The biggest loser of the Israeli elections?

The Algemeiner's Arik Elman argues that President Hussein Obama is going to be the biggest loser in the Israeli elections.
Nobody can predict whether Obama’s intervention will indeed help Netanyahu or that the centrifugal effect of the Israeli political system will win over. The proportional structure of the Israeli parliamentary system does not encourage unity.  So long as the voters of the Right believe that Netanyahu will remain the Prime Minister whomever they vote for, they feel themselves free to vote for other parties within the block – Bennett first and foremost.

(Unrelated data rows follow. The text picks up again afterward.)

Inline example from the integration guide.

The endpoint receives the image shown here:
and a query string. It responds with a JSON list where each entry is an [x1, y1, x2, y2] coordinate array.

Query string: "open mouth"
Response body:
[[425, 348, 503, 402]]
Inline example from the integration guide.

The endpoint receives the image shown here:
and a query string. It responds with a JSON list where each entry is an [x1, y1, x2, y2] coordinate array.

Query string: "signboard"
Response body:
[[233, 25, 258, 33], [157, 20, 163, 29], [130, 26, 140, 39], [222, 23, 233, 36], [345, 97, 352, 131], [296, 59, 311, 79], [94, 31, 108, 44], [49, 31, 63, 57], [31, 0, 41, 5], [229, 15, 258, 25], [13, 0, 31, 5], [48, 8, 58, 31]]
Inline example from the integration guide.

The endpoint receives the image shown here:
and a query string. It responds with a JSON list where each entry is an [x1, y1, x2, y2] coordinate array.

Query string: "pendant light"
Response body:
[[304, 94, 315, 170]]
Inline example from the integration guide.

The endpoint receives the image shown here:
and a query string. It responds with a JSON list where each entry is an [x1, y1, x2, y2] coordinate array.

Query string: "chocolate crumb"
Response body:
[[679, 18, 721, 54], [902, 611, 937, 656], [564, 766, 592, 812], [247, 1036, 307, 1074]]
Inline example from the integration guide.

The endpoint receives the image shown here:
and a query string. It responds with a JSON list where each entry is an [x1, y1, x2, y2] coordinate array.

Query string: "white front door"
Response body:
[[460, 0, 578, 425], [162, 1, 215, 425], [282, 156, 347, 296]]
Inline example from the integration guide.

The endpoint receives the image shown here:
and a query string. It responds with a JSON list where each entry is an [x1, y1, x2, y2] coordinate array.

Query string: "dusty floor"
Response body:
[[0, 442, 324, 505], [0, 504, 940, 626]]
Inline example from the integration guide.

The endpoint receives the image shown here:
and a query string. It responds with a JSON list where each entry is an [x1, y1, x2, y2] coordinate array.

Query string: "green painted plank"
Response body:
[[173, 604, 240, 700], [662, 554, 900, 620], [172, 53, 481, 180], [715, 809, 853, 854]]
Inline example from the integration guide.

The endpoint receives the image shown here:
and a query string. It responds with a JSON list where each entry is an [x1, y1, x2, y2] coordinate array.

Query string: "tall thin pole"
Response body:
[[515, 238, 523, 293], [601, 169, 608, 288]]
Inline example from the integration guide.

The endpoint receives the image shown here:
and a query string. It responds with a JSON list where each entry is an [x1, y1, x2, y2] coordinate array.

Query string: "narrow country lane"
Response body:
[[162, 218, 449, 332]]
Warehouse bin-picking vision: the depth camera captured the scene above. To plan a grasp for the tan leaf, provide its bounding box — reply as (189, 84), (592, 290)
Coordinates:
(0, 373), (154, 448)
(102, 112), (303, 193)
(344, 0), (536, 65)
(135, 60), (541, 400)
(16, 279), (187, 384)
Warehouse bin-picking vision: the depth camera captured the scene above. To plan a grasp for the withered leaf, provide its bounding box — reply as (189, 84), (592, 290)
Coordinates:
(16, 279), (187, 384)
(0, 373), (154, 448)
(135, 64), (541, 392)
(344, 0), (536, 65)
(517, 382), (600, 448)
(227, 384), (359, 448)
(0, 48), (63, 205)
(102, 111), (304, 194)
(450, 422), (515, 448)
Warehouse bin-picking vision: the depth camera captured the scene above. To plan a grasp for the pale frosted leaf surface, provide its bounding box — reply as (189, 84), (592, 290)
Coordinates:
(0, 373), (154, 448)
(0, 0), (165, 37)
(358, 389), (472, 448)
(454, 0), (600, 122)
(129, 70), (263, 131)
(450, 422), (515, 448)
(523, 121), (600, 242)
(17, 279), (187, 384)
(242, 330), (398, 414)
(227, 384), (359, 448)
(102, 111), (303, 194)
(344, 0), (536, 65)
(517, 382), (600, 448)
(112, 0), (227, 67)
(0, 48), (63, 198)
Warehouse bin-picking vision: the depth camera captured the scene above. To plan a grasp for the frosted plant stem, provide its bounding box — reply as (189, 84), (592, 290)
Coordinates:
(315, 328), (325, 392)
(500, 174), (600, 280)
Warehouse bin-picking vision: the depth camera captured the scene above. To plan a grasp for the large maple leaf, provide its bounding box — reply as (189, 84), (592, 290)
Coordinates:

Netanyahu is also struggling against the decade-old memory of the Israeli public– in 2003, Ariel Sharon brought Likud to 38 mandates, which grew to 40 after the absorption of Nathan Sharansky’s “Yisrael B’Aliya,” and a year later he used all this might to set in motion the “disengagement” plan, which ended in the uprooting of ten thousand Jews from the Gaza Strip, the creation of the Hamas enclave on Israel’s Southern border and thousands of rockets fired at Israeli civilians. Moreover, for the majority of Israelis the most pressing concerns are economic – Netanyahu himself just recognized this when in a brilliant but slightly desperate move he appointed Moshe Kahlon, the hero of the Israeli middle class, the conqueror of the fat cats of the mobile communications industry, as the Chairman of the Israeli Lands Authority, and charged him with lowering housing prices.
Nevertheless, Obama’s standing in Israel is so low, that his disapproval of Netanyahu and his indirect endorsement of Tzipi Livni (whose standing in the polls went into a free fall immediately after its publication) may yet help Likud Beitenu. One proof of that can be found on Naftali Bennett’s Facebook page. Trying to seize the new opportunity, Bennett cheerfully updated his friends that the White House is apparently very concerned with his meteoric rise. “We will hear what America has to say,” – he promised – “but we’ll do what’s best for Israel.” Obama’s monumental arrogance, his apparent lack of belief in the intelligence of the Israeli voter, his disgraceful treatment of Netanyahu and, more than everything else – his disastrous courting of the Islamist movements throughout the Middle East, has brought American influence and prestige to a new low in the one place where it was never considered possible to happen. Any proposed settlement of the Arab-Israeli conflict requires the Israeli public to have full and complete trust in the American President. The results of the elections on January 22nd will show just how much this trust is now absent.
He's got Israelis' views on Obama pegged, but I'm not convinced that Netanyahu is a shoo-in to win, let alone to be the first one offered a chance to form the next government. I'll breath a lot easier when the results are in.